Nintendo and SCRAP have prepared a challenge for master Zelda fans and puzzle-fanatics alike with the “Defenders of the Triforce” Real Escape Game.
Nintendo and Japanese escape room creator SCRAP recently announced a new US challenge tour based on the famed The Legend of Zelda franchise. “Real Escape Game: Defenders of the Triforce” traps 6-8 players in a large room filled with relics and characters from the series, tasked with solving puzzles and physical riddles hidden throughout the room. Unlike traditional escape room challenges, Defenders of the Triforce is a story-driven experience with an active narrator pushing teams forward through the game. No previous knowledge of the Zelda series is required to complete the challenge room, however the entire experience is presented in English; for those who fail to complete the game, a full walkthrough is given at the end of the hour-long event. Fans are allowed to cosplay as their favorite Zelda characters and take photos of the Defenders of the Triforce room, but SCRAP asks that attendees do not share solution photos online.

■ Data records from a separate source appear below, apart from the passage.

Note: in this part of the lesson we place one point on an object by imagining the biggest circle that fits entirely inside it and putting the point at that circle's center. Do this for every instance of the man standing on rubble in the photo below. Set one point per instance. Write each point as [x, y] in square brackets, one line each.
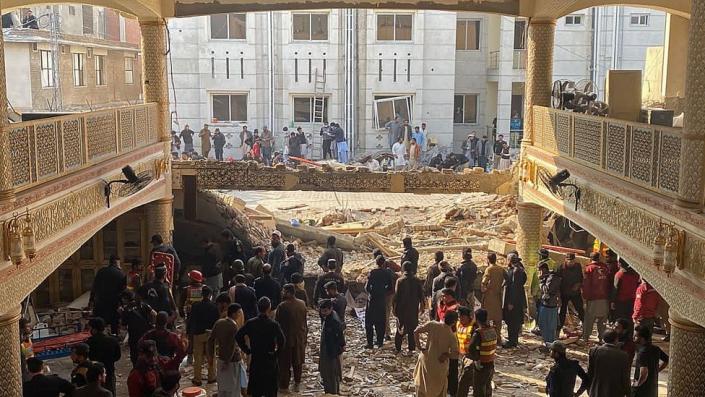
[331, 252]
[291, 316]
[407, 305]
[492, 282]
[379, 285]
[514, 299]
[466, 274]
[410, 254]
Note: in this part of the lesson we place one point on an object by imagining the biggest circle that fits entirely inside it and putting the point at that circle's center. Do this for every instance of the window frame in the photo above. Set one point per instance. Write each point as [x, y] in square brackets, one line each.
[99, 71]
[227, 27]
[212, 96]
[394, 22]
[478, 33]
[310, 26]
[78, 67]
[46, 72]
[639, 16]
[573, 23]
[477, 108]
[131, 70]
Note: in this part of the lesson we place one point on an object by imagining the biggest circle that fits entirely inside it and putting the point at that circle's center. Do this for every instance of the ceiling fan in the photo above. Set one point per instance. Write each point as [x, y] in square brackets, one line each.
[132, 183]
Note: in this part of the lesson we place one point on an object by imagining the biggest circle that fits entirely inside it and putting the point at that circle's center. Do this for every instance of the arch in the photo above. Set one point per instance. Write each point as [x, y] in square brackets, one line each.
[554, 9]
[17, 283]
[138, 8]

Tickets are already sold out for the first four locations, however the current schedule is as follows:
- San Francisco, CA: Jan. 31-Feb. 5
- Los Angeles, CA: Feb. 10-Feb. 12
- Phoenix, AZ: Feb. 15-Feb. 17
- San Diego, CA: Feb. 24-Feb. 25
- Seattle, WA: TBD on 1/3/2017
- Chicago, IL: TBD on 1/3/2017
- Houston, TX: TBD on 1/3/2017
- New York, NY: TBD on 1/3/2017
Tickets have not gone on sale for the final four locations, however those who purchased tickets for the California and Arizona events had the option of choosing between a Standard and Premium pass; both include a promotional Defenders of the Triforce poster, with the latter also including two gold Zelda coins.
An “Escape Room Challenge” is a party-event for groups of 6-8 people- and the occasional 1,000 with stadium events- where the group must solve physical puzzles and riddles hidden throughout a themed room or environment; everything can be interacted with, as seemingly meaningless items may hide clues, or levers and other mechanisms that might affect the area.